Hélène Sosnowska
Hélène Sosnowska | |
|---|---|
Sosnowska by J. Kostka i Mulert, Warsaw | |
| Born | Helena Goldspiegel 13 February 1864 |
| Died | 31 January 1942 (aged 77) |
| Resting place | Père Lachaise Cemetery |
| Other names |
|
| Education | University of Paris Faculty of Medicine |
| Spouse |
Casimir Martin Sosnowski
(m. 1889) |
| Children | 2 |
| Medical career | |
| Sub-specialties | Gynaecology |
Hélène Sosnowska (born Helena Goldspiegel; 13 February 1864 – 31 January 1942), also known as Hélène Goldspiegel-Sosnowska, was a Polish-French gynaecologist, medical writer, and social reformer. Born into a Jewish family in Warsaw, she settled in Paris, studied at the University of Paris Faculty of Medicine, and in 1888 defended a thesis on hysteria in children under the supervision of Jean-Martin Charcot, making her one of the earliest women to obtain a medical doctorate there. She established a gynaecological practice in Paris, became known for using and promoting the Thure-Brandt method for chronic gynaecological conditions and infertility, and published on uterine disease, clinical techniques and the effects of vegetarianism and fasting on health. She took part in international medical congresses and during World War I worked in Paris hospitals caring for wounded patients and supporting Polish medical trainees.
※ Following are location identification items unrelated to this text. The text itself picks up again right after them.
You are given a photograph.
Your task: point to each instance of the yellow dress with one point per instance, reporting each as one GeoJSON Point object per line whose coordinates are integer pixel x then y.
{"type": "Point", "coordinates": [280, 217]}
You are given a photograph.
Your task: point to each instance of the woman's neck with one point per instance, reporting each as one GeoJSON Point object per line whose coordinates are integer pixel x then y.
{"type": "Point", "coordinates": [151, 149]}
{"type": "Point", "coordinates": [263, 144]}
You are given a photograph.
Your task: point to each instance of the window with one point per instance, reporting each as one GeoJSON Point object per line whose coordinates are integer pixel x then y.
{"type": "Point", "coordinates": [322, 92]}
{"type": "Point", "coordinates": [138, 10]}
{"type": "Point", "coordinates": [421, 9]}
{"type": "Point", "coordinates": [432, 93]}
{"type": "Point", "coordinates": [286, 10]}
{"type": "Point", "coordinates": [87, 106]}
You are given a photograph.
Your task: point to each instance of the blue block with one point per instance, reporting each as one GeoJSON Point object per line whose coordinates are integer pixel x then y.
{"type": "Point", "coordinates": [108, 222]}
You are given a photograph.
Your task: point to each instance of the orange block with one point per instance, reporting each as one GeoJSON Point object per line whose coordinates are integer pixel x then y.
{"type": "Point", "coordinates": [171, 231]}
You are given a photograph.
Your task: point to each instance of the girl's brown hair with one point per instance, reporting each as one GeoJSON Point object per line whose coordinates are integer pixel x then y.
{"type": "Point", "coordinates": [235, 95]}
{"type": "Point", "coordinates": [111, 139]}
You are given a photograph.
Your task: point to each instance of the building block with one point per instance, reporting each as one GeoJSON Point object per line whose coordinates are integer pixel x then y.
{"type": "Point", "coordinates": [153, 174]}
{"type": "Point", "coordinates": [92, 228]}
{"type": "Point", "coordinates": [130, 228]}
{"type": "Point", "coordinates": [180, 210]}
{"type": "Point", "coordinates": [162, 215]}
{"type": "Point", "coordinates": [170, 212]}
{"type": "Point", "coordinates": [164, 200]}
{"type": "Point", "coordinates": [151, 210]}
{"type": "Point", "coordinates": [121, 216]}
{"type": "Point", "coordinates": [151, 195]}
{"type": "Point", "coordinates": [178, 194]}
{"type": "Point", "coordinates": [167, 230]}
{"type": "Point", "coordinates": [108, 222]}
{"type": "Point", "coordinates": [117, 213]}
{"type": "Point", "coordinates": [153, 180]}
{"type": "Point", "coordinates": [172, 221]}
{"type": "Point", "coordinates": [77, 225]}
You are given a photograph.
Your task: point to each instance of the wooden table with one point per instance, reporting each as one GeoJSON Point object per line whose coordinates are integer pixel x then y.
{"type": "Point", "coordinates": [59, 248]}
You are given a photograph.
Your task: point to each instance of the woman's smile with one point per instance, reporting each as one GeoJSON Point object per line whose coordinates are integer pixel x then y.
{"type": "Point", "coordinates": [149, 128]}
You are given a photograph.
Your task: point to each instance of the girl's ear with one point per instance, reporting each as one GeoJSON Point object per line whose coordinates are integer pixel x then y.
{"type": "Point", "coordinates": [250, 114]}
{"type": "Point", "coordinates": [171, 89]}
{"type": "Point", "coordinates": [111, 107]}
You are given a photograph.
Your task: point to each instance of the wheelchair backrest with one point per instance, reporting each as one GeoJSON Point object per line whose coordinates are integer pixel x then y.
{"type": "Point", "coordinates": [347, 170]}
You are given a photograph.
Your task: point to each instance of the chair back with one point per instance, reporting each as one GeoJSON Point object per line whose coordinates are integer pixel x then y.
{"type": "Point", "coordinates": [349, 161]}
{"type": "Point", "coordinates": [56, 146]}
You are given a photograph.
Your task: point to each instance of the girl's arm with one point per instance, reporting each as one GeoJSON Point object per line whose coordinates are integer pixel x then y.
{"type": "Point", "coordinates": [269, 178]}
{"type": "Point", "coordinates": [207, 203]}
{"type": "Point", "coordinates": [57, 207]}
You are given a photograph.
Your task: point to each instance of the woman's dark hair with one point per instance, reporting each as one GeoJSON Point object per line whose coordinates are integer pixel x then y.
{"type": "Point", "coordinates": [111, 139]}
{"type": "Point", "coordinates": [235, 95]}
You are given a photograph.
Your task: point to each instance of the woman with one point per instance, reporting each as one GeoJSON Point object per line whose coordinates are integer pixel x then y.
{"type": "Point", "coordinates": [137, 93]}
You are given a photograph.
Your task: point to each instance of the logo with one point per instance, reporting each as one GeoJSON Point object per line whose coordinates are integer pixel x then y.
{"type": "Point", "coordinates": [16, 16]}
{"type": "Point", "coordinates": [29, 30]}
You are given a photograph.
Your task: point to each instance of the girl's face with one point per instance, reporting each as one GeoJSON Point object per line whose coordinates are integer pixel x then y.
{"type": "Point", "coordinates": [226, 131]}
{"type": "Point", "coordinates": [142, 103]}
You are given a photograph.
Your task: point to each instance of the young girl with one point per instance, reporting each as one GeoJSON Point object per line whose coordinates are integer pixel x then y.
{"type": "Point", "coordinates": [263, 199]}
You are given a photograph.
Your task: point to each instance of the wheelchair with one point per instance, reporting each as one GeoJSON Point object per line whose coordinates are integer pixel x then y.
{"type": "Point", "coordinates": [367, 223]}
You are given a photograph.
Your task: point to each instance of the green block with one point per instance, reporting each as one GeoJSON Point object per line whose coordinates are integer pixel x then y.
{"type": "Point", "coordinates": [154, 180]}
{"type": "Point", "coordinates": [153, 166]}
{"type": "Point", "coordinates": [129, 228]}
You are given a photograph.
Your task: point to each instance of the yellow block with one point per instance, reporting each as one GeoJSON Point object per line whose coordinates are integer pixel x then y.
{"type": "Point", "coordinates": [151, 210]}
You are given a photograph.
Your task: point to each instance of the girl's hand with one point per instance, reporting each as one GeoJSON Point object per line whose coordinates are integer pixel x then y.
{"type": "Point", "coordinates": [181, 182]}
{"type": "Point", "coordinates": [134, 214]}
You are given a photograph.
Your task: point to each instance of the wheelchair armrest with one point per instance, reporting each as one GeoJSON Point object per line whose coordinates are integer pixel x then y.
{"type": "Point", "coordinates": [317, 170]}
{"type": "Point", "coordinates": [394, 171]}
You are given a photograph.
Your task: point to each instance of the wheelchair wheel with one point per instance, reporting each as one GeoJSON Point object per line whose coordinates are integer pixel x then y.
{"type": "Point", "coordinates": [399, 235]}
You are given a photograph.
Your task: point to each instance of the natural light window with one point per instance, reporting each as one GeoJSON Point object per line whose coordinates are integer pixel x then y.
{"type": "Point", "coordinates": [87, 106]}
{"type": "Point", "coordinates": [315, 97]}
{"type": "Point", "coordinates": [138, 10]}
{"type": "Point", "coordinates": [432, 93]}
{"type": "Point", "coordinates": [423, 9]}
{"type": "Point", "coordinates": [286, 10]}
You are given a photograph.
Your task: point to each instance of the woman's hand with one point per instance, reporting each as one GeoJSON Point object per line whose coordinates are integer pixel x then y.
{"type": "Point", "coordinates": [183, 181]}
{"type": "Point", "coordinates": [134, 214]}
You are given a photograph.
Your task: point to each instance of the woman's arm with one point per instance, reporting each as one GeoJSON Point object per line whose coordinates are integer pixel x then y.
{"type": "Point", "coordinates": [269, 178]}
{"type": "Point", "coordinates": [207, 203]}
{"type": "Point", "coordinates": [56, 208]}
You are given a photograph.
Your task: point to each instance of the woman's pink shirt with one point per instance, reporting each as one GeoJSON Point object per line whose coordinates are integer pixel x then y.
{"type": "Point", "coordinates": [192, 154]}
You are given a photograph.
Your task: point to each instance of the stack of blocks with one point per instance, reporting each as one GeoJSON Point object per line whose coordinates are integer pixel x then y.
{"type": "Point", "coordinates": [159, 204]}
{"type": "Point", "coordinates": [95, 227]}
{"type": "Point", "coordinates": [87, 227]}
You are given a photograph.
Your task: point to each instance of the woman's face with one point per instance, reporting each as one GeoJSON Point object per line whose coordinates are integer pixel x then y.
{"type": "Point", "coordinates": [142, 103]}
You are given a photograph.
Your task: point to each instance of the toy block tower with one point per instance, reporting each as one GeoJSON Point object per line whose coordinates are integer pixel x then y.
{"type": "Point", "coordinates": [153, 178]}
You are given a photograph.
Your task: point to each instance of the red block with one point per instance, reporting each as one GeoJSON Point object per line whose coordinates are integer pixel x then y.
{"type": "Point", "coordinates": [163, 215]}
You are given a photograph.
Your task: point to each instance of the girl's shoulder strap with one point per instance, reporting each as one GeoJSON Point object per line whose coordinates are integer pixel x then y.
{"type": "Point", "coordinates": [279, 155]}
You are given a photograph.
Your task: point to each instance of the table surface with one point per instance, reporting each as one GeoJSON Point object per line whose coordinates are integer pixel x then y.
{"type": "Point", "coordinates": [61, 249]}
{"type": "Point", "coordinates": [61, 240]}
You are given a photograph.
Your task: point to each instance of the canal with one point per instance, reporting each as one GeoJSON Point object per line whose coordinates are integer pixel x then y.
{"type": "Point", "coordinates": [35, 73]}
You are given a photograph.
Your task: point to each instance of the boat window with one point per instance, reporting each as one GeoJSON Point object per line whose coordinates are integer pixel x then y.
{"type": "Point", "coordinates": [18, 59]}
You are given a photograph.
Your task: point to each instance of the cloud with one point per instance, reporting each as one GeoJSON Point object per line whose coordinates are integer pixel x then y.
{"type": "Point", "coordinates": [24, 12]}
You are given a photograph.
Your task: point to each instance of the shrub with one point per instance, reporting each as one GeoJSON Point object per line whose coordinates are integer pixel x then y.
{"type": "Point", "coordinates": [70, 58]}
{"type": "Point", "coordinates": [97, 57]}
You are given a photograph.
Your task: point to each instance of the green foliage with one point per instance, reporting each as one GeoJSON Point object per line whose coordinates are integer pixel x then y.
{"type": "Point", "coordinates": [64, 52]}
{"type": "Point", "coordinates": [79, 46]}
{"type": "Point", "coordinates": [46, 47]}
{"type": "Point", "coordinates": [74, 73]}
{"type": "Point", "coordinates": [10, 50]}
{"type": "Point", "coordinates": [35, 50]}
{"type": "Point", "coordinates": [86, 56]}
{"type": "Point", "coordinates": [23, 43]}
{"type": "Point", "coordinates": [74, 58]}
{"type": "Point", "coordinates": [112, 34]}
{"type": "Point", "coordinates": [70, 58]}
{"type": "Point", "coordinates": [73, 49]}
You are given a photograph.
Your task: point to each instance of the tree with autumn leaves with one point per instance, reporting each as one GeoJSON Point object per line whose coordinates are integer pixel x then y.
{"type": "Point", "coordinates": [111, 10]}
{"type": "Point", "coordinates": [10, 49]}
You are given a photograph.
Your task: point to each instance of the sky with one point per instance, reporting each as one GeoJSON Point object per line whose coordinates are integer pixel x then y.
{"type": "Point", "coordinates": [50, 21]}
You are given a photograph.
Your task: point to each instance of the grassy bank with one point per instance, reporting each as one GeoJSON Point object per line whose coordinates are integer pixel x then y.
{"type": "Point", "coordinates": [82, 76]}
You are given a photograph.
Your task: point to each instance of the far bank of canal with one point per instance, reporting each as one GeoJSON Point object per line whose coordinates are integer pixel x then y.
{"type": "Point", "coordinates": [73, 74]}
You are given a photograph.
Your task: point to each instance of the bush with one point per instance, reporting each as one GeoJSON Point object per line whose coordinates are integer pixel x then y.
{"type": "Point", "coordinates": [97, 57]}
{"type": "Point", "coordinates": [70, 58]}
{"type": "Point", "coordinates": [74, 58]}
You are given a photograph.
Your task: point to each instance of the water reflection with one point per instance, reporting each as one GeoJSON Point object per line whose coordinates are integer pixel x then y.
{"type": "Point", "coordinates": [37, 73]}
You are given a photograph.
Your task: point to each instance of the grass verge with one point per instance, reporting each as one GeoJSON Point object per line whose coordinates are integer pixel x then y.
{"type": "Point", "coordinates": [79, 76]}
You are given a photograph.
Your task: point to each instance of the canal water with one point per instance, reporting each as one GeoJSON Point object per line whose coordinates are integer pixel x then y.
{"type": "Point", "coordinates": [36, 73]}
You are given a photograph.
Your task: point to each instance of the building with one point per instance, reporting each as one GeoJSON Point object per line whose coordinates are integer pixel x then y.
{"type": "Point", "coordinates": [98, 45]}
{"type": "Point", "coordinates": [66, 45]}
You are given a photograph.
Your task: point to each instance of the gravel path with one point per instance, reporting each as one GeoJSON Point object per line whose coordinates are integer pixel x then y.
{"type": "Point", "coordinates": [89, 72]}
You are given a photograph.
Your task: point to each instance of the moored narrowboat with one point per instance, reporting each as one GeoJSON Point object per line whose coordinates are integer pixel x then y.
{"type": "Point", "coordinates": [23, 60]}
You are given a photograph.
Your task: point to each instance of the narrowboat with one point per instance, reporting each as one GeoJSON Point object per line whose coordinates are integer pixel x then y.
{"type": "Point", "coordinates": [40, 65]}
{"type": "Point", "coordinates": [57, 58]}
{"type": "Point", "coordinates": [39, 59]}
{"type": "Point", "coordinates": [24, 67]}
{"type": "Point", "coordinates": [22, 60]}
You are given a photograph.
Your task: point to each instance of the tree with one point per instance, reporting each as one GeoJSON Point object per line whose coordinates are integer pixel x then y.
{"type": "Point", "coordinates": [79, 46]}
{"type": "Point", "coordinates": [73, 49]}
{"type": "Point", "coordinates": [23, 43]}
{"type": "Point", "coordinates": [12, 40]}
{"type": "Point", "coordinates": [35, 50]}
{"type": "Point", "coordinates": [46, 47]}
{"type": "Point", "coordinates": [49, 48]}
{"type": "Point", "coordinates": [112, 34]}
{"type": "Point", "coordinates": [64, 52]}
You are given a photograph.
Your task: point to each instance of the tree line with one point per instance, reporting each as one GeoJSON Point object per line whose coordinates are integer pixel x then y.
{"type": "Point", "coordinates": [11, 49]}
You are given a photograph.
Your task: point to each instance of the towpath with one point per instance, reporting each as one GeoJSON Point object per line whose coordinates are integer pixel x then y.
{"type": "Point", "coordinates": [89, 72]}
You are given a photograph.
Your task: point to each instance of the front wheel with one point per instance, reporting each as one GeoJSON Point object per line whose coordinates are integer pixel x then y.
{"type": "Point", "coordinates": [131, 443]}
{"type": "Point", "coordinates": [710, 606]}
Sosnowska was active in movements for temperance and vegetarianism, wrote for specialist and general audiences on nutrition, childcare and women's health, and belonged to organisations including the Society of Breastfeeding and the Society of Kinesitherapy. Within the French Vegetarian Society she served as a committee member from 1904, vice-president from 1907 and president from 1933, and her death brought the society's activities to an end. She married the Polish engineer and socialist activist Casimir Martin Sosnowski, with whom she had two children, and was buried with him at Père Lachaise Cemetery in Paris.